Once you hit age 62, what’s an investment class that can give you a high guaranteed return with almost no risk? Bonds? Equities? Commodities?
Nope. Social Security.
There’s just one catch. You can’t actually get your hands on the money until you’re 70.
One of the most common issues for those approaching retirement age is determining the right time to file for Social Security. If you file at age 62, you will receive benefits longer. Yet your monthly benefit for the rest of your life will only be about 75% of the monthly amount you will receive if you file at your full retirement age of 66 to 67. If you wait even longer, the benefit amount is higher still.
Those who are unable to work and don’t have sufficient retirement savings may not have a choice about filing for Social Security early. Those who don’t have a compelling need for early Social Security income may still consider early filing as an option, with the idea of investing the money for their later retirement.
According to a recent article by Karen DeMasters in Financial Advisor magazine, this is not a good choice. She cites research done by William Meyer and William Reichenstein of Social Security Solutions Inc. in Leawood, Kansas.
One big drawback to investing your Social Security benefits is the penalty you pay if you are still working. If, between age 62 and your full retirement age, you earn more than $15,120 a year, your benefits are reduced. So you’d start with a smaller benefit amount, have it cut even further, and not be left with a whole lot to invest.
Even more important, however, is a number that Meyer and Reichenstein emphasize: 8%. This is the amount that your Social Security benefit increases every year between age 62 and 70 that you delay filing. In essence, if you leave your Social Security benefits in the government’s hands instead of investing them yourself, you are guaranteed an 8% annual return on that part of your retirement portfolio. This doesn’t include cost-of-living increases.
Taking early benefits and investing them is only a good idea of you are sure you can get more than an 8% return. Any investment likely to produce a return higher than 8% would come with risks that are unacceptably high for a retirement-age portfolio.

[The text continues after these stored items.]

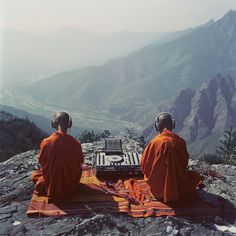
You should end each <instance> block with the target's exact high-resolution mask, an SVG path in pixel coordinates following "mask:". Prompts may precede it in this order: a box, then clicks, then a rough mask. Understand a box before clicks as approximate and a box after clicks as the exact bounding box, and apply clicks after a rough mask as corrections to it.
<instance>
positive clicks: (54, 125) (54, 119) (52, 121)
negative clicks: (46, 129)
mask: <svg viewBox="0 0 236 236" xmlns="http://www.w3.org/2000/svg"><path fill="white" fill-rule="evenodd" d="M56 123H57V122H56V120H55V119H52V120H51V125H52V128H54V129H56V127H57V124H56Z"/></svg>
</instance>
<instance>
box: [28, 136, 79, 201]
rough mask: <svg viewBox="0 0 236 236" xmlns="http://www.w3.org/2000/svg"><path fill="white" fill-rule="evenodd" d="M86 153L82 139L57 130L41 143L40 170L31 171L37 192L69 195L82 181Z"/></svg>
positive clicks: (55, 194)
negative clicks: (83, 152)
mask: <svg viewBox="0 0 236 236" xmlns="http://www.w3.org/2000/svg"><path fill="white" fill-rule="evenodd" d="M83 160H84V158H83V153H82V148H81V145H80V143H79V142H78V141H77V140H76V139H75V138H73V137H72V136H70V135H68V134H66V133H64V132H55V133H53V134H52V135H50V136H49V137H48V138H46V139H44V140H43V141H42V143H41V145H40V153H39V156H38V161H39V163H40V165H41V168H40V169H39V170H36V171H34V172H33V173H32V180H33V182H34V183H35V193H36V194H38V195H46V196H48V197H56V198H66V197H67V196H68V195H70V194H72V193H73V192H74V191H75V189H76V187H77V185H78V184H79V182H80V178H81V174H82V163H83Z"/></svg>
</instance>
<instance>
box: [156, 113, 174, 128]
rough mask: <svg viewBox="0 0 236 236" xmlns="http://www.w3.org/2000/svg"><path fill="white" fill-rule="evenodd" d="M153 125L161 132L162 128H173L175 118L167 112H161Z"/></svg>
mask: <svg viewBox="0 0 236 236" xmlns="http://www.w3.org/2000/svg"><path fill="white" fill-rule="evenodd" d="M155 126H156V129H157V131H159V132H162V131H163V129H165V128H166V129H168V130H172V129H174V128H175V120H174V118H173V116H172V115H171V114H170V113H168V112H161V113H159V114H158V115H157V117H156V119H155Z"/></svg>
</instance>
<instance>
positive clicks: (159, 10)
mask: <svg viewBox="0 0 236 236" xmlns="http://www.w3.org/2000/svg"><path fill="white" fill-rule="evenodd" d="M0 4H1V5H0V9H1V10H0V11H1V12H0V15H1V18H0V27H1V28H12V29H18V30H25V31H31V30H34V31H47V30H51V29H56V28H61V27H64V26H73V27H80V28H83V29H87V30H92V31H97V32H117V31H124V30H128V31H139V32H141V31H175V30H181V29H185V28H188V27H192V26H197V25H200V24H203V23H206V22H207V21H208V20H210V19H215V20H217V19H219V18H221V17H222V16H223V15H224V14H225V13H226V12H227V11H229V10H230V9H234V10H236V0H0Z"/></svg>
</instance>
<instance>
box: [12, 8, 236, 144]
mask: <svg viewBox="0 0 236 236" xmlns="http://www.w3.org/2000/svg"><path fill="white" fill-rule="evenodd" d="M172 36H173V35H172ZM235 68H236V11H233V10H231V11H229V12H228V13H227V14H226V15H225V16H224V17H223V18H221V19H220V20H218V21H216V22H213V21H210V22H209V23H207V24H205V25H202V26H200V27H197V28H193V29H190V30H187V31H185V32H184V33H182V34H180V35H178V36H177V37H173V38H172V39H169V40H167V39H166V40H165V41H162V42H159V43H156V44H155V43H154V44H152V45H149V46H146V47H144V48H142V49H140V50H138V51H136V52H134V53H131V54H129V55H127V56H125V57H121V58H118V59H113V60H110V61H108V62H107V63H105V64H103V65H101V66H92V67H86V68H81V69H78V70H73V71H68V72H63V73H59V74H55V75H53V76H50V77H48V78H46V79H43V80H39V81H35V82H32V83H30V84H27V85H24V86H21V87H18V88H17V93H18V94H19V96H20V94H23V95H24V96H27V99H29V100H31V99H32V100H35V101H39V102H40V103H41V104H42V105H45V106H51V107H55V108H57V109H58V108H60V109H65V110H67V111H69V112H74V113H78V117H80V118H81V117H83V118H81V119H80V122H79V124H80V125H81V126H84V127H89V128H101V127H102V128H103V129H110V130H111V129H115V128H117V127H118V125H120V124H122V125H131V124H134V125H136V126H138V127H139V128H140V129H143V128H145V127H148V126H149V124H150V121H151V120H152V119H150V118H152V117H154V116H155V114H156V111H157V109H158V107H160V106H161V104H162V106H163V107H167V106H168V105H167V104H169V103H171V101H173V99H174V98H175V97H176V96H177V97H176V99H177V100H176V99H174V101H176V103H177V105H178V106H176V108H174V106H172V110H173V109H178V110H180V111H182V112H181V115H180V113H178V116H182V118H180V117H178V118H177V119H178V120H179V122H180V124H181V125H180V127H181V128H180V131H181V133H183V135H184V136H186V139H187V140H188V141H189V142H191V143H193V142H197V141H198V140H203V139H206V138H207V137H211V135H213V134H215V133H216V131H217V130H218V129H220V130H219V132H221V133H222V132H223V130H222V129H223V127H226V126H227V125H228V124H229V120H227V119H228V118H229V119H233V118H232V117H234V115H233V113H232V115H229V116H227V117H228V118H227V117H226V116H225V117H224V116H223V115H221V114H220V110H218V113H214V112H212V117H214V119H215V120H216V117H215V116H216V114H218V115H219V116H220V118H219V119H217V121H216V122H218V123H219V124H220V123H221V124H222V123H224V125H219V126H218V125H217V124H214V125H212V123H211V122H209V121H207V119H206V117H205V118H204V117H203V116H202V118H201V119H200V121H199V122H201V123H200V124H199V123H198V122H197V121H196V120H197V118H196V117H197V115H196V114H198V113H199V112H200V113H201V112H202V111H203V110H204V109H206V110H207V108H204V107H201V106H200V107H197V106H196V104H195V103H194V102H192V103H189V102H187V101H193V99H194V97H196V96H197V95H196V91H195V90H196V89H200V90H201V89H202V86H207V85H206V84H205V83H204V82H205V81H208V80H209V79H211V78H213V77H214V76H216V75H217V74H218V76H217V78H218V79H219V80H220V81H221V80H222V81H224V79H223V77H228V75H230V76H229V78H231V79H230V80H229V81H231V80H232V81H233V79H234V78H235V76H236V70H235ZM225 80H227V79H225ZM213 81H214V79H213ZM229 81H228V82H227V81H226V82H225V84H226V85H227V84H229V85H230V83H231V85H232V84H233V82H229ZM207 83H208V82H207ZM212 83H213V82H212ZM214 83H215V84H216V85H214V86H215V87H216V88H218V89H217V94H218V93H220V92H218V91H221V90H220V87H221V86H223V85H224V83H223V82H222V83H221V82H214ZM214 83H213V84H214ZM210 84H211V83H210ZM209 86H210V85H209ZM211 86H213V85H211ZM214 86H213V87H214ZM225 87H227V88H228V87H230V86H225ZM232 89H233V87H232ZM200 90H199V91H200ZM12 91H13V92H14V90H12ZM197 91H198V90H197ZM221 92H222V91H221ZM209 94H211V92H209ZM222 94H223V92H222ZM179 95H181V96H179ZM199 96H200V95H199ZM202 96H203V95H202ZM211 96H213V95H211ZM200 97H201V96H200ZM213 97H214V96H213ZM232 97H233V96H232ZM178 99H180V100H178ZM201 99H203V98H201ZM201 99H200V100H198V99H197V98H195V100H196V101H198V102H200V101H201V102H202V101H204V100H201ZM212 99H213V98H212ZM214 99H215V100H214V101H217V102H216V104H218V100H217V99H216V98H214ZM232 99H234V98H232ZM195 100H194V101H195ZM208 100H209V101H208V102H209V103H210V102H211V103H213V100H212V101H211V99H208ZM177 101H180V102H179V103H178V102H177ZM219 101H220V100H219ZM225 101H226V105H225V106H226V107H227V106H229V107H230V106H232V104H231V102H232V103H233V101H231V100H230V99H229V100H227V99H225ZM228 102H229V103H230V104H228ZM203 104H205V103H204V102H203ZM211 105H212V108H211V109H215V108H214V104H211ZM209 106H210V105H209ZM219 106H220V105H219ZM222 106H223V105H222ZM220 107H221V106H220ZM223 107H224V106H223ZM223 107H221V108H223ZM232 107H233V108H232V109H234V106H232ZM202 109H203V110H202ZM186 117H188V119H187V118H186ZM230 117H231V118H230ZM184 118H186V119H184ZM209 119H210V118H209ZM184 124H186V125H184ZM208 125H209V127H208ZM195 127H198V128H197V129H195ZM196 130H197V131H196ZM200 130H201V131H200ZM196 132H197V133H196ZM147 135H149V134H147Z"/></svg>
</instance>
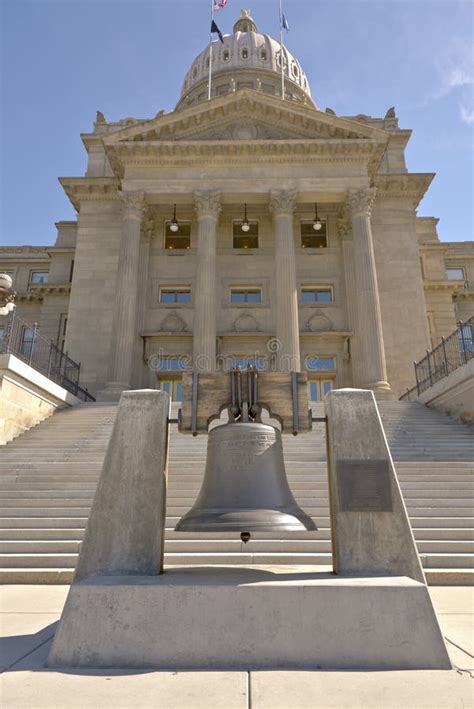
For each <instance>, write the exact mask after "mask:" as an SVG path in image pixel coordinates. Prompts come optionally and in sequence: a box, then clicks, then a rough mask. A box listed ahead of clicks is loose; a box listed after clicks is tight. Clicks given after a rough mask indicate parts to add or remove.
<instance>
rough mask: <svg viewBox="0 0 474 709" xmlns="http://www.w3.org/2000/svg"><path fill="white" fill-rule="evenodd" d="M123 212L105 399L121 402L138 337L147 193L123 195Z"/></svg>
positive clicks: (129, 384) (122, 203)
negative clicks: (141, 222)
mask: <svg viewBox="0 0 474 709" xmlns="http://www.w3.org/2000/svg"><path fill="white" fill-rule="evenodd" d="M122 208H123V216H122V220H123V221H122V242H121V245H120V255H119V263H118V271H117V283H116V289H115V306H114V325H115V328H114V333H113V338H112V351H111V381H110V382H109V383H108V384H107V387H106V391H105V392H103V394H102V395H101V398H114V397H115V398H118V397H119V396H120V392H121V391H123V390H124V389H130V387H131V381H132V365H133V354H134V349H135V343H136V337H137V302H138V290H139V283H140V272H139V270H140V232H141V221H142V215H143V192H123V193H122Z"/></svg>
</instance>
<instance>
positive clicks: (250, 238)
mask: <svg viewBox="0 0 474 709" xmlns="http://www.w3.org/2000/svg"><path fill="white" fill-rule="evenodd" d="M248 225H249V227H250V228H249V230H248V231H242V222H239V221H237V222H234V223H233V236H234V249H258V222H249V223H248Z"/></svg>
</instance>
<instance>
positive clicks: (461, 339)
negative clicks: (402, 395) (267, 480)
mask: <svg viewBox="0 0 474 709" xmlns="http://www.w3.org/2000/svg"><path fill="white" fill-rule="evenodd" d="M473 357H474V317H472V318H469V320H466V322H460V323H459V325H458V327H457V329H456V330H455V331H454V332H453V333H452V334H451V335H449V337H446V338H445V337H442V338H441V342H440V344H439V345H437V346H436V347H435V348H434V349H433V350H431V352H429V351H428V350H427V351H426V357H423V359H422V360H420V361H419V362H414V367H415V379H416V385H415V386H414V387H412V388H411V389H407V391H406V392H405V394H403V396H401V397H400V400H405V401H411V400H412V399H416V398H417V397H418V396H419V395H420V394H421V393H422V392H423V391H426V389H429V388H430V387H432V386H433V384H436V382H439V381H440V380H441V379H444V377H447V376H448V374H451V372H454V370H455V369H458V368H459V367H462V365H463V364H466V363H467V362H469V360H470V359H472V358H473Z"/></svg>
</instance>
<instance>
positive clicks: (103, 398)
mask: <svg viewBox="0 0 474 709" xmlns="http://www.w3.org/2000/svg"><path fill="white" fill-rule="evenodd" d="M131 388H132V387H131V386H130V384H128V382H107V383H106V385H105V389H101V390H100V391H99V392H97V397H96V400H97V401H118V400H119V399H120V396H121V394H122V392H123V391H128V390H129V389H131Z"/></svg>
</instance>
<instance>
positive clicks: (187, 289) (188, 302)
mask: <svg viewBox="0 0 474 709" xmlns="http://www.w3.org/2000/svg"><path fill="white" fill-rule="evenodd" d="M190 302H191V289H190V288H160V303H166V304H172V305H176V304H178V305H181V304H182V303H190Z"/></svg>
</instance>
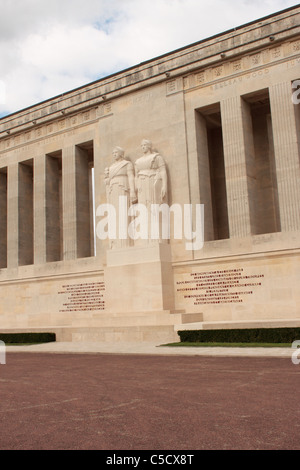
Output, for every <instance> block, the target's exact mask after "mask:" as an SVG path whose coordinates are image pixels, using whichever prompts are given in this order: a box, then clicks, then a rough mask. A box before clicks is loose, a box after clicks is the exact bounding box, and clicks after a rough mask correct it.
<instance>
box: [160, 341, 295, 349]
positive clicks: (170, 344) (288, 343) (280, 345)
mask: <svg viewBox="0 0 300 470" xmlns="http://www.w3.org/2000/svg"><path fill="white" fill-rule="evenodd" d="M161 346H162V347H163V346H171V347H196V348H290V347H291V343H200V342H199V341H198V342H195V343H192V342H185V343H168V344H161Z"/></svg>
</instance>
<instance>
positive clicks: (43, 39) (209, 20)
mask: <svg viewBox="0 0 300 470" xmlns="http://www.w3.org/2000/svg"><path fill="white" fill-rule="evenodd" d="M295 5H297V3H295V2H293V1H288V0H51V1H49V0H0V117H3V116H6V115H8V114H11V113H13V112H15V111H18V110H21V109H23V108H26V107H28V106H31V105H33V104H36V103H39V102H41V101H43V100H46V99H50V98H52V97H54V96H57V95H59V94H61V93H64V92H67V91H70V90H72V89H74V88H77V87H79V86H82V85H86V84H88V83H90V82H93V81H95V80H98V79H100V78H102V77H105V76H107V75H110V74H112V73H115V72H118V71H121V70H124V69H126V68H128V67H131V66H133V65H137V64H139V63H140V62H143V61H145V60H150V59H152V58H154V57H157V56H159V55H162V54H165V53H168V52H171V51H174V50H176V49H178V48H181V47H184V46H187V45H189V44H192V43H194V42H197V41H200V40H201V39H205V38H208V37H210V36H213V35H215V34H218V33H221V32H223V31H226V30H228V29H231V28H234V27H237V26H240V25H243V24H245V23H248V22H250V21H253V20H256V19H258V18H261V17H263V16H266V15H269V14H272V13H275V12H277V11H280V10H283V9H285V8H288V7H291V6H295Z"/></svg>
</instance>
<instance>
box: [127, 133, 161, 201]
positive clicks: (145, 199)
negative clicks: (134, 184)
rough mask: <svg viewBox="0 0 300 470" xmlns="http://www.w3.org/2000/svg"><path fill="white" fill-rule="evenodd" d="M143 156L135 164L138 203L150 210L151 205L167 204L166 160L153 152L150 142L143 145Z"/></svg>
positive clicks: (142, 147)
mask: <svg viewBox="0 0 300 470" xmlns="http://www.w3.org/2000/svg"><path fill="white" fill-rule="evenodd" d="M141 147H142V151H143V155H142V156H141V157H140V158H138V159H137V160H136V162H135V179H136V188H137V192H138V203H139V204H145V205H146V206H147V207H148V208H150V206H151V204H162V203H163V202H167V201H166V199H167V171H166V164H165V161H164V159H163V158H162V156H161V155H159V153H157V152H154V151H153V150H152V143H151V141H150V140H146V139H144V140H143V141H142V143H141Z"/></svg>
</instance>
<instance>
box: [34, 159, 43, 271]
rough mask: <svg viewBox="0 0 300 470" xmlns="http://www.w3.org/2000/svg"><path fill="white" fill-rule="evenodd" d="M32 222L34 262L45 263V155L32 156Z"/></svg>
mask: <svg viewBox="0 0 300 470" xmlns="http://www.w3.org/2000/svg"><path fill="white" fill-rule="evenodd" d="M33 174H34V180H33V181H34V183H33V184H34V187H33V194H34V196H33V204H34V213H33V222H34V264H43V263H46V165H45V156H44V155H40V156H38V157H35V158H34V171H33Z"/></svg>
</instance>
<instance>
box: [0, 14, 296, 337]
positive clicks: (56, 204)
mask: <svg viewBox="0 0 300 470" xmlns="http://www.w3.org/2000/svg"><path fill="white" fill-rule="evenodd" d="M299 33H300V8H299V7H293V8H289V9H287V10H284V11H281V12H278V13H276V14H274V15H271V16H268V17H265V18H262V19H260V20H257V21H255V22H252V23H249V24H246V25H243V26H241V27H237V28H235V29H233V30H230V31H226V32H224V33H222V34H219V35H217V36H214V37H211V38H208V39H206V40H202V41H200V42H198V43H195V44H192V45H190V46H187V47H184V48H182V49H179V50H176V51H174V52H170V53H168V54H165V55H163V56H161V57H158V58H155V59H152V60H149V61H147V62H143V63H141V64H139V65H137V66H134V67H131V68H129V69H127V70H124V71H121V72H119V73H115V74H113V75H110V76H108V77H106V78H102V79H100V80H98V81H96V82H93V83H89V84H87V85H85V86H82V87H80V88H77V89H75V90H71V91H69V92H66V93H64V94H62V95H59V96H56V97H54V98H51V99H49V100H47V101H44V102H42V103H38V104H36V105H33V106H31V107H29V108H27V109H24V110H21V111H19V112H16V113H13V114H11V115H9V116H6V117H4V118H2V119H0V214H1V217H0V298H1V303H0V331H1V332H9V331H30V332H35V331H51V332H55V333H56V335H57V340H58V341H148V340H151V341H153V340H154V341H157V342H163V341H169V340H175V339H176V338H177V331H178V330H182V329H202V328H204V329H210V328H243V327H257V326H264V327H267V326H300V289H299V281H300V152H299V151H300V91H299V88H300V80H298V79H299V78H300V34H299ZM118 202H119V204H118ZM108 205H110V206H112V207H113V208H114V209H115V213H114V214H115V215H116V220H115V225H114V224H112V226H113V229H115V232H114V230H112V233H116V234H117V236H116V237H113V236H107V237H105V236H104V234H105V230H104V231H103V229H105V223H106V221H107V220H108V217H106V218H105V214H106V216H107V214H108V212H105V210H106V209H108V207H110V206H108ZM139 205H140V206H142V205H143V207H144V208H145V213H144V218H143V219H139V217H138V214H139V213H138V212H137V211H136V208H137V207H138V206H139ZM158 205H160V206H161V205H164V208H169V210H170V212H169V214H168V213H167V217H169V219H168V218H167V220H168V221H170V223H169V226H168V227H167V228H168V229H169V232H168V231H167V232H168V233H169V236H164V237H162V238H161V236H160V235H161V233H159V235H158V236H157V237H153V236H152V235H153V233H152V231H151V229H150V228H149V227H150V225H149V224H148V225H147V223H146V222H147V220H148V221H149V219H151V215H152V214H153V210H152V207H158ZM203 209H204V216H203ZM167 212H168V211H167ZM124 214H125V215H124ZM145 214H146V215H145ZM156 216H157V220H160V222H159V223H158V225H157V227H158V232H161V231H162V230H163V227H162V225H163V222H162V220H163V211H160V212H158V214H156ZM198 216H199V217H198ZM200 216H202V217H200ZM164 220H166V219H164ZM124 221H125V222H126V221H127V222H128V226H129V227H131V232H130V230H129V231H127V232H126V230H124ZM200 222H201V223H200ZM181 225H182V226H181ZM137 226H138V227H137ZM106 228H107V230H108V223H107V227H106ZM135 229H136V231H135V236H134V235H132V233H133V232H134V230H135ZM130 234H131V236H130ZM141 234H144V235H145V236H144V237H143V236H141ZM106 235H108V233H106ZM139 235H140V236H139ZM192 238H193V239H192ZM195 241H196V242H195Z"/></svg>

There are only two real risks associated with letting your Social Security benefits accumulate until later than age 62. One is the possibility that Social Security won’t be there when you do retire. Given that the delay is only a few years and that Social Security is now the retirement plan of most Americans, this is extremely unlikely.
The second risk is that you won’t live long enough to collect an amount equal to what you would get if you started benefits early. Unless you are facing a terminal illness, however, chances are that waiting until at least full retirement age is still the wisest option.
If your health is good and you don’t need retirement cash immediately, you are far better off to delay filing. Even if you are facing circumstances that might make early retirement a necessity, it’s a good idea to look at all your options and try to find creative ways to put off filing as long as possible.
Once you reach age 62, Social Security is always an option. It gives you a doorway out of the working world any time you really need to take it. But for every year you can delay walking through that door, you gain 8%. That’s an investment return well worth waiting for.